Even if church ceremonies do go ahead as usual at Christmas, “the big issue about churches is the age distribution,” says Prof. Hunter.

“Most people who attend tend to be quite old, on average. It’s quite plausible that the government may recommend shielding again at some point, probably sooner rather than later, I would guess,” he adds. “Even if church services can go ahead, it may be the case that three quarters of the congregation can’t turn up because they’re supposed to be shielding.”

Schools still might be open, adds Prof. Hunter,  “but the typical school nativity play probably won’t happen”. 

“Schools won’t be getting loads of parents into a hall to watch their children pretend to be shepherds,” he says. 

Of course, if the six-person rule is still in place, multi-household meals won’t be happening. Even if restrictions ease, granny might need to stay home. 

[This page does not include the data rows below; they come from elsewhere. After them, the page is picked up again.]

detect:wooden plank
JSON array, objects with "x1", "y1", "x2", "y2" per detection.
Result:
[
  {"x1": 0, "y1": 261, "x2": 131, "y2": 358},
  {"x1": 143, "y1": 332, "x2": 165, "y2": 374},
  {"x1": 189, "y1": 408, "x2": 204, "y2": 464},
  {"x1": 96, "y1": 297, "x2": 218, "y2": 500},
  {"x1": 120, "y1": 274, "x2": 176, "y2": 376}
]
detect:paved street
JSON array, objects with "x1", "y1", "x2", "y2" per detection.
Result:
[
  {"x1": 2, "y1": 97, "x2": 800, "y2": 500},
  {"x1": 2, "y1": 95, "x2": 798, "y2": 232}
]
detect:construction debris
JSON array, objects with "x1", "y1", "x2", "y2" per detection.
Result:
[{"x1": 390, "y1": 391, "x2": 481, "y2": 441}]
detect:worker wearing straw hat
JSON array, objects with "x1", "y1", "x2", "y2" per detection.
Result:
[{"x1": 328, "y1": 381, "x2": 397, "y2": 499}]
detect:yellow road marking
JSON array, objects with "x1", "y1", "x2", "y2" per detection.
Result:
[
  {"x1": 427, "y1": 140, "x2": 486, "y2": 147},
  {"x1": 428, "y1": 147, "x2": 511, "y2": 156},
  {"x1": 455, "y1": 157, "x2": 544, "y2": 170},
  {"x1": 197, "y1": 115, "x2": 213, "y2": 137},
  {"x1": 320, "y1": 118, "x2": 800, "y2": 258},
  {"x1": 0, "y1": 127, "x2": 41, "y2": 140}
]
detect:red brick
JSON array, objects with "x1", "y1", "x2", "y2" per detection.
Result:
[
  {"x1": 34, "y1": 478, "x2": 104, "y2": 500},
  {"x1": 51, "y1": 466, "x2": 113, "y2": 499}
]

“Covid-19 can be more severe in older populations,” says Dr Tang. “So, sadly, multi-generational family gatherings may be potentially less safe and may need to be avoided.”  

A vaccine may be available by Christmas, says Prof. Bloomfield, adding a glimmer of hope. But the chances of it being rolled out nationally by December are slim.  

“It will take many, many months to produce enough vaccine to produce what we call ‘heard immunity’,”  she says. “There might be enough for those at highest risks –  healthcare workers and people in extremely vulnerable groups – but to produce population herd immunity by Christmas, from what I’ve heard, is not a possibility.”